Ever since young production up-start Oliver Heldens burst onto the scene with his crossover smash ‘Koala‘ on Spinnin’ Deep, the future house sound has rapidly grown to dominate clubs, festivals and radio worldwide – making it the genre du jour 2015.
So on the back of the release of our epic 1.3GB Future House Generation sample pack, we thought we’d touch base with the producer at the controls to get the inside track on the top production techniques behind the distinctive future house sounds.
1. Fifth element
Fifth chords or “power chords” are the key musical motif in future house. This means that the synth and basslines consist of the the root note and the fifth note (five semitones up). An easy way to achieve this to simply tune the second oscillator on your synth of choice five semitones up or alternatively, seven semitones down. Now you can play lines with just one key to get your fifth chord sound. Finally, add some portamento for that sliding hook effect.
2. Stack it
A clever trick to make your synth and basslines sound big and bold is layering. It’s not uncommon to have up to four or more different layers to create a single synth or bassline. Try thinking about the lead or bass sound as jigsaw: all the pieces (high, mid and low frequencies) have to fit together to complete the puzzle. Each layer should add harmonics to the frequency spectrum, whilst paying attention that different layers are not fighting for the same sonic space. Using a spectrum analyser you easily can see any potential frequency overloads or gaps. Use EQs and filters to sculpt and carve out frequency clashes and look to add in a new layer to shore up any frequency holes. With basslines in particular, it’s good practice add a separate sub layer (below 60kHz) to fill up the low-end for a more heavyweight sound. This can be a simple sine wave playing the same notes transposed down one octave from your main riff.
3. Bus processing
Route your your different synth and bass layers to the same mix bus and process them as whole. For the bus processing use multi-band distortion to add some more grit to your sounds as it allows you to process low, mid, high frequencies independently for a more controlled processing. For example, add distortion only to high frequencies to help the sound cut through in the mix whilst leaving the low frequencies intact for a cleaner low-end. For your lead bus processing, mid/side EQ can be very useful. A good trick is to boost high frequencies of the side signal (the stereo information) to make your leads sound even wider.
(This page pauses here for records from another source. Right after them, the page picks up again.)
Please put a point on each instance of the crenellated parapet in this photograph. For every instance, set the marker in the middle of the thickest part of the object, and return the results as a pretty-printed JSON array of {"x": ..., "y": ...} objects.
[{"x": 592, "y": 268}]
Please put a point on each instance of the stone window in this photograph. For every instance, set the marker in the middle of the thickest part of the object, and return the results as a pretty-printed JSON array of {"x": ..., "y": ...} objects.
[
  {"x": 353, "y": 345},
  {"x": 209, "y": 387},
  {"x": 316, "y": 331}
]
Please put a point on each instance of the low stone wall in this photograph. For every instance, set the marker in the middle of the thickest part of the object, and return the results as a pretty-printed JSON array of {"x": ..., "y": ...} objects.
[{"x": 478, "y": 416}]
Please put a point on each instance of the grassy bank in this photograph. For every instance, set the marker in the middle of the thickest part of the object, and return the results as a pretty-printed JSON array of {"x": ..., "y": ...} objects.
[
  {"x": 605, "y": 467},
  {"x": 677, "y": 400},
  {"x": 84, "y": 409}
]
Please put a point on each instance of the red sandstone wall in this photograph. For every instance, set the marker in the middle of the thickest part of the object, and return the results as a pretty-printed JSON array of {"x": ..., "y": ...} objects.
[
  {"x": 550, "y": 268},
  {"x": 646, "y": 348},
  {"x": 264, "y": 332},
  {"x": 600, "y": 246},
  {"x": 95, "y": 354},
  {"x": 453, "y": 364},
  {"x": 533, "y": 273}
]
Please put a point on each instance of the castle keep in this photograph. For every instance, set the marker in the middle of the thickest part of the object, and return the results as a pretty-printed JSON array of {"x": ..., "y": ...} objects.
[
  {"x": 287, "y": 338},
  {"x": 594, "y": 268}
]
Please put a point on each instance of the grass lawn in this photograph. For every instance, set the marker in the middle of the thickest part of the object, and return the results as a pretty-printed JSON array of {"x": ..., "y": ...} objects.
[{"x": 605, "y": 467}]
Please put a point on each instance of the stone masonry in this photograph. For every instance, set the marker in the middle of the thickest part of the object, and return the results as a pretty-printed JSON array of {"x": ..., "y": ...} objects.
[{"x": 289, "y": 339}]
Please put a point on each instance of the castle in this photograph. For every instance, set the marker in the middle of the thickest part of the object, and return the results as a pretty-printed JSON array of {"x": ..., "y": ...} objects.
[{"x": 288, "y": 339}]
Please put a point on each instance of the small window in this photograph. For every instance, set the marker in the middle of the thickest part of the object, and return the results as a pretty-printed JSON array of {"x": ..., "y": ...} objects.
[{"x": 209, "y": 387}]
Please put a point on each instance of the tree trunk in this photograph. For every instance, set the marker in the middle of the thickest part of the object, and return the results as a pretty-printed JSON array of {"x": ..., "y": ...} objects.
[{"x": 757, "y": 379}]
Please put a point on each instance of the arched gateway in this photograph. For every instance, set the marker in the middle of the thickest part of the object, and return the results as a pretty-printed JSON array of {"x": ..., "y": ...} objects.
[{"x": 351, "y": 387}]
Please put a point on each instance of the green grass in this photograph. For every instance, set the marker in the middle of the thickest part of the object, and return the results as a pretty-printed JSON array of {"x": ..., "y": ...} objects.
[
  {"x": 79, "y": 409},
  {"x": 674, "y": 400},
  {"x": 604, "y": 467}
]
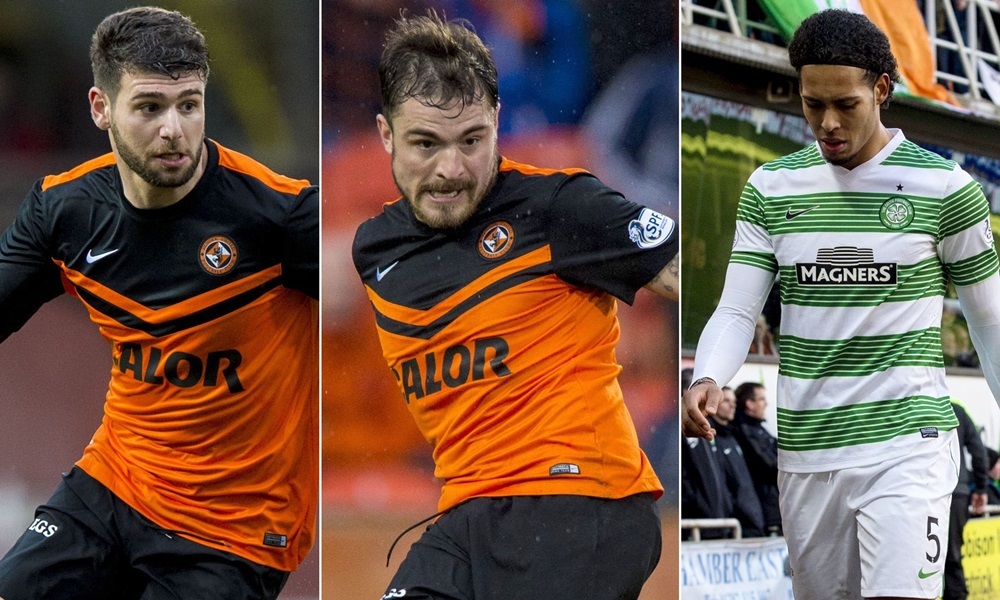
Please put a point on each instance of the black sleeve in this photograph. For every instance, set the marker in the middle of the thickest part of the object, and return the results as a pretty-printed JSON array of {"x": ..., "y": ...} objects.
[
  {"x": 300, "y": 247},
  {"x": 600, "y": 239},
  {"x": 28, "y": 277}
]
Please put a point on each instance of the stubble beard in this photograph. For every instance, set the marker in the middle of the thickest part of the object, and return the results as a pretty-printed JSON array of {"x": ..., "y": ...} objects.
[
  {"x": 449, "y": 216},
  {"x": 152, "y": 176}
]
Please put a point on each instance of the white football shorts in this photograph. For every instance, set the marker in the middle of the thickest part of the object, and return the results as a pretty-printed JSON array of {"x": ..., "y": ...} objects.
[{"x": 878, "y": 530}]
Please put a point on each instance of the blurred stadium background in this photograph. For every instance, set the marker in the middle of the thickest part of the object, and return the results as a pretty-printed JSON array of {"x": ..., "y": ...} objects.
[
  {"x": 262, "y": 100},
  {"x": 582, "y": 83}
]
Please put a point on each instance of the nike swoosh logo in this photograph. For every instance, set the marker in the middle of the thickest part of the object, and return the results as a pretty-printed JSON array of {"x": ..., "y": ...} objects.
[
  {"x": 379, "y": 273},
  {"x": 92, "y": 258},
  {"x": 791, "y": 214}
]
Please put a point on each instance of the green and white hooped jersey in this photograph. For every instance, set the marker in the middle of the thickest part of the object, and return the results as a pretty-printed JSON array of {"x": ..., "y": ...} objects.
[{"x": 863, "y": 257}]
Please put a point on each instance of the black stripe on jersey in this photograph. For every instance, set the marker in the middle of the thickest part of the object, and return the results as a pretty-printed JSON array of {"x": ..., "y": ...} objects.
[
  {"x": 426, "y": 332},
  {"x": 180, "y": 324}
]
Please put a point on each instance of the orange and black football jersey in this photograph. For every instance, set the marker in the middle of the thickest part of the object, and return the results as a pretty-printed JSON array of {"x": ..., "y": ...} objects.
[
  {"x": 210, "y": 424},
  {"x": 501, "y": 333}
]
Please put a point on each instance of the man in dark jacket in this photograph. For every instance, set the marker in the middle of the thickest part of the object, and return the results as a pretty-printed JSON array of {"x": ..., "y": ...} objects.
[
  {"x": 746, "y": 504},
  {"x": 760, "y": 450},
  {"x": 971, "y": 488},
  {"x": 703, "y": 482}
]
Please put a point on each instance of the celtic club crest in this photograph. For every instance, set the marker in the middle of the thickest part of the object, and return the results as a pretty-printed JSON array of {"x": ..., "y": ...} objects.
[{"x": 896, "y": 213}]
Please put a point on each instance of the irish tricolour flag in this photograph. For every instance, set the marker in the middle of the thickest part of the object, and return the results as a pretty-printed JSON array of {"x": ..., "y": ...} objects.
[{"x": 899, "y": 19}]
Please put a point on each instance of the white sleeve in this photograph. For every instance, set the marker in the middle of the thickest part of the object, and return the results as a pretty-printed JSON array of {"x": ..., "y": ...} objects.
[
  {"x": 726, "y": 339},
  {"x": 982, "y": 313}
]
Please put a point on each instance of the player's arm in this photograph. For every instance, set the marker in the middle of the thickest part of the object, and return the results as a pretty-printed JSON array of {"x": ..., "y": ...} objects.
[
  {"x": 28, "y": 277},
  {"x": 300, "y": 247},
  {"x": 726, "y": 338},
  {"x": 967, "y": 252},
  {"x": 982, "y": 314},
  {"x": 667, "y": 283},
  {"x": 723, "y": 345},
  {"x": 599, "y": 239}
]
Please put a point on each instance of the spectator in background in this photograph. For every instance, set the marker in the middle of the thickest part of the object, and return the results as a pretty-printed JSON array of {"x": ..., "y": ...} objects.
[
  {"x": 972, "y": 484},
  {"x": 993, "y": 485},
  {"x": 739, "y": 482},
  {"x": 760, "y": 450},
  {"x": 704, "y": 494}
]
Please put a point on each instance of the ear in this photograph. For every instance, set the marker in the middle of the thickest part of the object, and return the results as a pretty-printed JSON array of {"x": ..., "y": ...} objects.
[
  {"x": 384, "y": 132},
  {"x": 882, "y": 86},
  {"x": 100, "y": 108}
]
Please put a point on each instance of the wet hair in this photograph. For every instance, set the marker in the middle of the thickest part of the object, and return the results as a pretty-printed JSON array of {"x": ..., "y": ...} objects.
[
  {"x": 440, "y": 63},
  {"x": 146, "y": 39},
  {"x": 841, "y": 37},
  {"x": 744, "y": 392}
]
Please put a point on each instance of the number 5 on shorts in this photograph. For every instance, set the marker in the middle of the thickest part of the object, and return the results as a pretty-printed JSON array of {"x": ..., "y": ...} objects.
[{"x": 933, "y": 538}]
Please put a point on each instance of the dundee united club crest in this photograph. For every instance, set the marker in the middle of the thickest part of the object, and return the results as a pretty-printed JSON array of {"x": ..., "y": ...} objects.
[
  {"x": 896, "y": 213},
  {"x": 496, "y": 240},
  {"x": 218, "y": 255}
]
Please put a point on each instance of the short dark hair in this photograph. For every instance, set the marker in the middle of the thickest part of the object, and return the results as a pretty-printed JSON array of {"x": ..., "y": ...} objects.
[
  {"x": 841, "y": 37},
  {"x": 146, "y": 39},
  {"x": 745, "y": 391},
  {"x": 438, "y": 62}
]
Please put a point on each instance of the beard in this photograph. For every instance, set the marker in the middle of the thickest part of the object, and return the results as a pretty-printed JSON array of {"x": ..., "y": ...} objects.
[
  {"x": 451, "y": 215},
  {"x": 144, "y": 169}
]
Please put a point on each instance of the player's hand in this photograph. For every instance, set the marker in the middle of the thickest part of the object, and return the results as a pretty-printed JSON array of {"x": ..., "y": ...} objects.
[
  {"x": 978, "y": 503},
  {"x": 697, "y": 403}
]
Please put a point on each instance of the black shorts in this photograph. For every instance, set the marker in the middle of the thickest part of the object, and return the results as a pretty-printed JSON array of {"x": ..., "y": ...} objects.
[
  {"x": 533, "y": 547},
  {"x": 86, "y": 544}
]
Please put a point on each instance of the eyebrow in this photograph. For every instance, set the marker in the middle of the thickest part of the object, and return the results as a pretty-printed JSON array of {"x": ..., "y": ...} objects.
[
  {"x": 163, "y": 96},
  {"x": 840, "y": 99},
  {"x": 425, "y": 132}
]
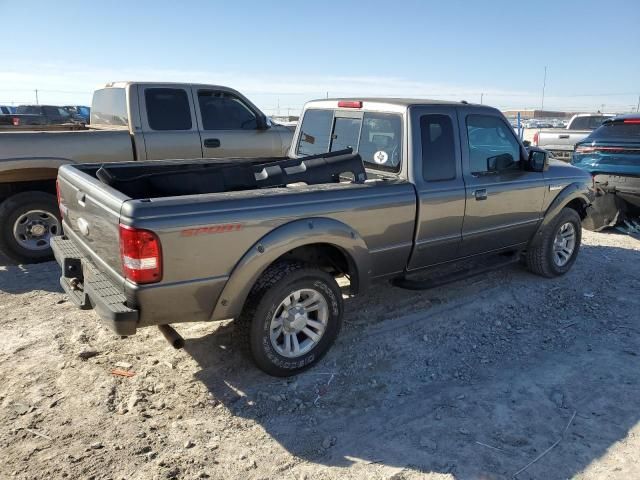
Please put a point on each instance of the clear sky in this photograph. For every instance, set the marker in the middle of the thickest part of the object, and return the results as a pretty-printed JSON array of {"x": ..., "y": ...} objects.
[{"x": 282, "y": 53}]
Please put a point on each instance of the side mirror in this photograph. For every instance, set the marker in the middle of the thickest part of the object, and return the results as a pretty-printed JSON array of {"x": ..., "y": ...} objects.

Conventional music production wisdom says that basslines and reverb do not mix. That’s not the case with future house. Against common practice, future house tracks often have reverb-processed bass lines. The trick here is to only add reverb to specific frequencies in the bassline to ensure it still maintains punch and weight. The low-end of the bassline should be left unprocessed and in mono. If your reverb doesn’t have have low-cut option you can simply use an EQ to cut out the low frequencies.